One thing the lads had warned us about were the hills over the next forty miles, but honestly they weren’t a patch on the morning, and the road surface was far superior. Even with the rain falling and the landscape a gloomy hillock party littered with forests and corrugated iron, we skimmed across Ohio until we reached our destination for the night: Senecaville.
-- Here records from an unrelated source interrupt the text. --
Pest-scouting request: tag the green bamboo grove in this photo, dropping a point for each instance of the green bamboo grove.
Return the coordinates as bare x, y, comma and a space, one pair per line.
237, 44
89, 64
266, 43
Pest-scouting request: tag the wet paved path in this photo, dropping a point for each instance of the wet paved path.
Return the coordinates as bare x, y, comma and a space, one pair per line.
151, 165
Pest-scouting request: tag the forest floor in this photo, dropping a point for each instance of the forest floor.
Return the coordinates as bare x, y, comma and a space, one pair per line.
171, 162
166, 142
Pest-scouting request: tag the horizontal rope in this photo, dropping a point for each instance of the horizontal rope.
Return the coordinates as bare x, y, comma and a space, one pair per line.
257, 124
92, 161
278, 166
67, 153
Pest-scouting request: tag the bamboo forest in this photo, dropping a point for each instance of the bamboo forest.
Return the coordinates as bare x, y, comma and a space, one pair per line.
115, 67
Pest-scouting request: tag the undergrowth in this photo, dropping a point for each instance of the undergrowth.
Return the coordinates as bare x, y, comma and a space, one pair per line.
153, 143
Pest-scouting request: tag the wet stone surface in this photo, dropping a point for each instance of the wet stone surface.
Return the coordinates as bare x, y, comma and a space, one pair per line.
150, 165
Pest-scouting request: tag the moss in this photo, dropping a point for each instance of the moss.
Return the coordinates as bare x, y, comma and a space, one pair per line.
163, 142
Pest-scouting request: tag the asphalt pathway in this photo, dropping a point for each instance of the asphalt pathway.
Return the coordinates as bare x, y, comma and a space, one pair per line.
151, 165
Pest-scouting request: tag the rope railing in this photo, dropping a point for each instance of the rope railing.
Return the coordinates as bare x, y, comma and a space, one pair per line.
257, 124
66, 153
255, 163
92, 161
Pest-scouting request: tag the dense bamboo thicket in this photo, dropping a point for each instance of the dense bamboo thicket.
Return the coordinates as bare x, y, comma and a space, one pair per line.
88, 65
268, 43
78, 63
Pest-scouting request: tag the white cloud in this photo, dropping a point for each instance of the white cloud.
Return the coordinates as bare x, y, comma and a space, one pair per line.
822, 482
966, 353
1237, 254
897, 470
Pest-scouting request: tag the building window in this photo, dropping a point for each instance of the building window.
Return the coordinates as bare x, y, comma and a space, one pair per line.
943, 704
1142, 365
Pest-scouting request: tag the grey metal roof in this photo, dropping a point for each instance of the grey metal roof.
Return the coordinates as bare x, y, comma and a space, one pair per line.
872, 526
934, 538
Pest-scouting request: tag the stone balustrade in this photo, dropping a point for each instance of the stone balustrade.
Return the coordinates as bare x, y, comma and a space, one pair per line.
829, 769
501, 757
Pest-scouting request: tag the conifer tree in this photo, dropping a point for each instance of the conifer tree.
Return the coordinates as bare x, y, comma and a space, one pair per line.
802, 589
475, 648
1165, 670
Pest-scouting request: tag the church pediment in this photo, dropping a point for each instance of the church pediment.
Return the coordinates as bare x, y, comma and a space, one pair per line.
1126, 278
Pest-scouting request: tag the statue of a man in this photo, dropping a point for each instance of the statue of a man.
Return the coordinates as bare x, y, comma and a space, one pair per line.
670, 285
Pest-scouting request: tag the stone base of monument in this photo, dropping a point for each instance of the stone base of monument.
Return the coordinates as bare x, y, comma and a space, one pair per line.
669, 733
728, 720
What’s in Senecaville, you ask? Well, we ask that too. We couldn’t find anybody to stay with, but its church has a great parking lot and Tiffany at the office let us pitch up there. Tiffany’s nice like that. The rain’s bucketing down now, but we’re cozied up with food to eat and books to eat, and hoping we’ll deal with tomorrow’s four thousand feet of climbing just like today’s. The thunderstorms won’t help.

Our full-time photographer wouldn’t fit in the tent so we had to settle for a selfie. He’s sitting out in the rain. It’s very sad.

Our full-time photographer wouldn’t fit in the tent so we had to settle for a selfie. He’s sitting out in the rain. It’s very sad.